RGP insights
Making An Educated Decision
BY EDWARD S. BENNETT, OD,MSED
July 1999
Important decisions are almost always made after careful deliberation. And just as we make decisions for our own benefit, patients want the right to make educated decisions for themselves. They want optimum vision without compromising their eye health.
Patients have the right to be provided with all of the information available on contact lenses, and as practitioners, we are obligated to uphold that right by providing them with the information they want. However, this right is being denied to an alarmingly high number of patients. Many times, they are hastily fit into soft contact lenses by their practitioner. Those who are satisfied RGP wearers are automatically refit into soft contact lenses because it's convenient for the practitioner, which often results in dissatisfied patients.
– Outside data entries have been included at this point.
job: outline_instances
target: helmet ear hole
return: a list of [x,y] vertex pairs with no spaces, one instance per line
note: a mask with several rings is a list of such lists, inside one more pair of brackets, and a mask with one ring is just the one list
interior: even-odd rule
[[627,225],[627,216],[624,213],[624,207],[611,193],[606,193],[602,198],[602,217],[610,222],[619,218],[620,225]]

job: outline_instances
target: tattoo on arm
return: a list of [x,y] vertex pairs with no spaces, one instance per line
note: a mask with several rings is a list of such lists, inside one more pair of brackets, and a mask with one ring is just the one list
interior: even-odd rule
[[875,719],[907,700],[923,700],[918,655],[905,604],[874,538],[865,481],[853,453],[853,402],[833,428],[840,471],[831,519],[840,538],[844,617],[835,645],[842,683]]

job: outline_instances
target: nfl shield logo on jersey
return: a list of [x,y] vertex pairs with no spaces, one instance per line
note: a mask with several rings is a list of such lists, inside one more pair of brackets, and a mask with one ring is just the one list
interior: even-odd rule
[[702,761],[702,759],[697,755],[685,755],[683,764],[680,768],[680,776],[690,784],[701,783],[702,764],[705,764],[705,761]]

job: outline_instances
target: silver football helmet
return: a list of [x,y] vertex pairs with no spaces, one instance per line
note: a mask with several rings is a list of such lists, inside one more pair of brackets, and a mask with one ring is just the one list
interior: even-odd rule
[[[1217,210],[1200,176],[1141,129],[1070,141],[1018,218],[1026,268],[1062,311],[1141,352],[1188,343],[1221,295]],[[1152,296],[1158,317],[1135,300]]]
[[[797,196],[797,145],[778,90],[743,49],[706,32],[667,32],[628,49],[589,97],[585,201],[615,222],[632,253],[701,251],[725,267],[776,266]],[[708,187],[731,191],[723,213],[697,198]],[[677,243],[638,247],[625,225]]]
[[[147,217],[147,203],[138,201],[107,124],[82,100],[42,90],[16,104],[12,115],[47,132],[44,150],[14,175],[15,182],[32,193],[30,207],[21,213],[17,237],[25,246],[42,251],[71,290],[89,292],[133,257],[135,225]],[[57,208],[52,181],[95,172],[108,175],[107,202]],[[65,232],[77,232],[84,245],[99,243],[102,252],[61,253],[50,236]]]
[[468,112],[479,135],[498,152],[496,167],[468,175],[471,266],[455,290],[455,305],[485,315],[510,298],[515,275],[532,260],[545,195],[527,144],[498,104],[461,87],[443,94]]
These new soft lens wearers are told how much better disposables are than other modalities. Perhaps they are even "fortunate" enough to benefit from the current discounted prices available. But unfortunately, if these patients question why their lens material is being changed, they're told that RGPs aren't as good, that they're uncomfortable and that they'll be better off in disposables. These patients are not being given the information they need to make an educated decision. Often, when patients are given the proper and necessary information required to compare the benefits of soft lenses to those of RGPs, many of them, if not the majority, especially the younger ones, select RGPs.
With success rates of 80 percent and higher, why aren't RGP bifocals being prescribed more often? The Acuvue Bifocal, from Vistakon, is bringing interested patients into our practices and some of them will benefit from this and other soft bifocal lens designs. But how many of these individuals would benefit more from an RGP design?
Just Give It a Try
Nevertheless, I admit that there's a purpose and a place for all lenses. Yes, RGPs do take time and expertise to fit, and no, not everyone can wear them, but they provide the best vision correction option for many. I have little empathy for practitioners who complain about the impact of mail-order companies and other alternative contact lens distribution sites, but who continually feed these outlets by fitting all of their patients with disposable contact lenses.
Many practitioners have successfully handled the mail-order issue, typically by offering competitive lens prices and replacement methods, but also by emphasizing RGPs and special design contact lenses.
RGP patients realize that their lenses are designed specifically for their eyes and that they require more expertise to fit than lenses provided by alternative distribution sites. Do soft lens patients have the same attitude toward their lenses and their practitioner? Perform an in-office study -- the results may surprise you.
If you have pride in the management of your eyecare patients; if you determine the best spectacle prescription; if you prescribe the optimum therapeutic drug for a given eye infection, how then can you justify fitting soft contact lenses on every patient? Are you meeting their individual needs and vision demands?
It's not ethical to fit every patient into soft contact lenses. It's not ethical to refit satisfied RGP wearers into soft lenses or to downplay RGP lenses to patients without even making the effort to determine their possibilities. In my educated opinion, when you fit every patient with your available lenses and not with the option that's best for them, your prescribing habits may be bordering on malpractice.
Dr. Bennett is an associate professor of optometry at the University of Missouri-St. Louis and is executive director of the RGP Lens Institute.